Fueled by the growing popularity of Korean culture around the world, Korean ramen has also become a key export item in recent years. In the first quarter this year, its exports soared to a record $280 million, according to Statistics Korea.
After years of global expansion in recent years, however, local ramen makers, arm-twisted to lower their domestic prices, are being pressured to review their pricing policy overall.
Nongshim, the nation’s top ramen maker, is also in the midst of discussing adjusting the international prices of Shin Ramen, whose global sales make up some 44 percent of its total annual sales.
“With the cut in our Korean prices, discussions began for our exports and goods produced overseas to change prices,” a Nongshim official said, declining to further elaborate.
Industry officials admitted that the latest price cuts at home may have a limited impact on their global sales immediately, but added they feel confused about the “inconsiderate” demand from the government.
“The situation would be better for companies with overseas production plants, which allows more room for their pricing policy,” said an official of a ramen company on condition of anonymity. “But companies that solely depend on exports for overseas business are feeling the pressure.”
He said many of the companies seem to be leaning toward retaining their global prices for now.
“If there are further pressures to cut prices, they have no other option but to lower their global prices, which will lead to a decrease in profits both at home and abroad,” he said, adding that the profit gap between companies with local production facilities and those without them could be widened in the long term.

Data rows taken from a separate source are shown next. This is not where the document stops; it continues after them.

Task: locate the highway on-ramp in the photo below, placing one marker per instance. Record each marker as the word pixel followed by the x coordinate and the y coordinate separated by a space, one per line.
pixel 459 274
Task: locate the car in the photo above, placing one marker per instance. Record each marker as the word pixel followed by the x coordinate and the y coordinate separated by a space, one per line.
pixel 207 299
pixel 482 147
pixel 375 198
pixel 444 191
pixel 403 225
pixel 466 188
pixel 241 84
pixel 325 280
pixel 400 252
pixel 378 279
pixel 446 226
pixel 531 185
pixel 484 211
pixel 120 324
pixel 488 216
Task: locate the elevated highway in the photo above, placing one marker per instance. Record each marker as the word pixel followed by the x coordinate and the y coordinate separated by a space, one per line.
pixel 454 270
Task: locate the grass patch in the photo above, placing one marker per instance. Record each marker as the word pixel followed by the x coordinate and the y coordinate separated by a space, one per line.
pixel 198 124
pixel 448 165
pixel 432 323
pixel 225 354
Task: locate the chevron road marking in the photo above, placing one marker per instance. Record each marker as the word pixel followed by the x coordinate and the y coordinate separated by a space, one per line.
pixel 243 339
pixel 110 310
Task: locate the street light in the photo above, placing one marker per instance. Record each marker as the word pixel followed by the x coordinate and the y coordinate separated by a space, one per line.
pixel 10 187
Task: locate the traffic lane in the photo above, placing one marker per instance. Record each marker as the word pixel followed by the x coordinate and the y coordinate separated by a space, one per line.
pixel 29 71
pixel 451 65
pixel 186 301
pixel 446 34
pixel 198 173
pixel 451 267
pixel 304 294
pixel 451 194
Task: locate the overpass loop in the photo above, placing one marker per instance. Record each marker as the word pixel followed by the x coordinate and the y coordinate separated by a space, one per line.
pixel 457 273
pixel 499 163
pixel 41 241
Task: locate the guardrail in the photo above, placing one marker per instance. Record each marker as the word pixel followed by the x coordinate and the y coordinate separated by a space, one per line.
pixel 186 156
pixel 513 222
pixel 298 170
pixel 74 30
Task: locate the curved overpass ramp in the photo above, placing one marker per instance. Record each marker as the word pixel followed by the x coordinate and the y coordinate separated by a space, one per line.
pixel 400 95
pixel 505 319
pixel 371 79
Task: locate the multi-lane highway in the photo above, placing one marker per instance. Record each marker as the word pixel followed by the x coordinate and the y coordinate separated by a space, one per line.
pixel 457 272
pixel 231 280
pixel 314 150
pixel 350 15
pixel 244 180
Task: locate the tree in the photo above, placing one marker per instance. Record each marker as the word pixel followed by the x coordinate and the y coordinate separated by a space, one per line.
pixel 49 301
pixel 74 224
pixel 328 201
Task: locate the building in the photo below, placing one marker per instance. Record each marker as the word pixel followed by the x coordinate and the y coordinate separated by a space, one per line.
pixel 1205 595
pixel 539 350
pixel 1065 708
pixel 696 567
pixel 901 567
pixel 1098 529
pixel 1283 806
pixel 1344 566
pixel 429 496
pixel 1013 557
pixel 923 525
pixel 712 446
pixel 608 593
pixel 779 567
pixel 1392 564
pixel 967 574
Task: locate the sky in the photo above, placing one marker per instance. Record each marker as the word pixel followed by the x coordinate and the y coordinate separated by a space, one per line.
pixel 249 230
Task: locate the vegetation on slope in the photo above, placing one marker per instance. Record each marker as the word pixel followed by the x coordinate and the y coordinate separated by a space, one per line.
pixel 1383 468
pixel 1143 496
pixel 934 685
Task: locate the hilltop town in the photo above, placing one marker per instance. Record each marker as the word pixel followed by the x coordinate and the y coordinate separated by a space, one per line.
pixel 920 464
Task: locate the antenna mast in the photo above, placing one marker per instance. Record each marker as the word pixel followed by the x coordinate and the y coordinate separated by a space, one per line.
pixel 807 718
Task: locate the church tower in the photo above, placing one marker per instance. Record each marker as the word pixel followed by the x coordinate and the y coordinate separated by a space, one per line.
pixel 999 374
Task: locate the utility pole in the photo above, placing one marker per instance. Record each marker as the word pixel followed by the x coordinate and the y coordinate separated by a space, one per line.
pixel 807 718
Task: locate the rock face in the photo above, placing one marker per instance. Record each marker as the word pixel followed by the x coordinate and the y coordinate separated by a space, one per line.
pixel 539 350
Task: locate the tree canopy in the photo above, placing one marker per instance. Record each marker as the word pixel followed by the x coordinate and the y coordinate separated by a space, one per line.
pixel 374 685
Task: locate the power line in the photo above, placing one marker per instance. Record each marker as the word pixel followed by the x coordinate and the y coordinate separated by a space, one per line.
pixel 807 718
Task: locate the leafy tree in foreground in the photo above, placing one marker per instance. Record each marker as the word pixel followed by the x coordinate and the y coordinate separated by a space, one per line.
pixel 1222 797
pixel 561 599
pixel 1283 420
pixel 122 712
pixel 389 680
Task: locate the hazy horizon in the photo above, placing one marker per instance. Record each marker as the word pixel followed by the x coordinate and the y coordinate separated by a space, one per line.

Since last Tuesday, a day after the government agreed with the nation’s milling industry to lower wheat prices, a slew of the nation’s top ramen makers have cut the prices of their flagship products by an average of some five percent. Nongshim, the market leader, lowered the retail prices of its popular ramen and snack products including Shin Ramen by an average of 5.2 percent, while other leading companies such as Samyang, Ottogi and Paldo followed suit.
“It’s impossible resist to government pressure,” said another official from a local ramen firm who also wished to be unnamed. “We have to show support for the government’s decision to curb inflation, and also have to maintain our price competitiveness among rival products.”
Experts, however, remained uncertain about the actual impact of the coercive government policy.
“Product prices are determined by demand and supply, not by the government,” said Seok Byoung-hoon, an economics professor at Ewha Women's University. “Upping the pressure on companies could lead to consumer damages in the long term.”
According to Seok, ramen has low price elasticity, which means even price cuts have little impact on its demand.
“Regardless of price cuts, consumers won’t buy more of it. This will lead to a significant drop in their makers’ financial performance,” he said.
“For instance, Nongshim said it could reduce operational costs by 8 billion won due to lowered wheat prices, while expecting its price cuts to generate more than 20 billion won of direct benefit for consumers. This means the company will soon be seeing some 12 billion won in operational deficit. This, in return, will inevitably lead to a price hike to offset the losses.”
He stressed if the government wanted to effectively curb the inflation rate, they should have given enough time for companies to gradually tweak the prices of the overall retail chain, including labor costs, utility costs and other minor costs such as packaging and logistics.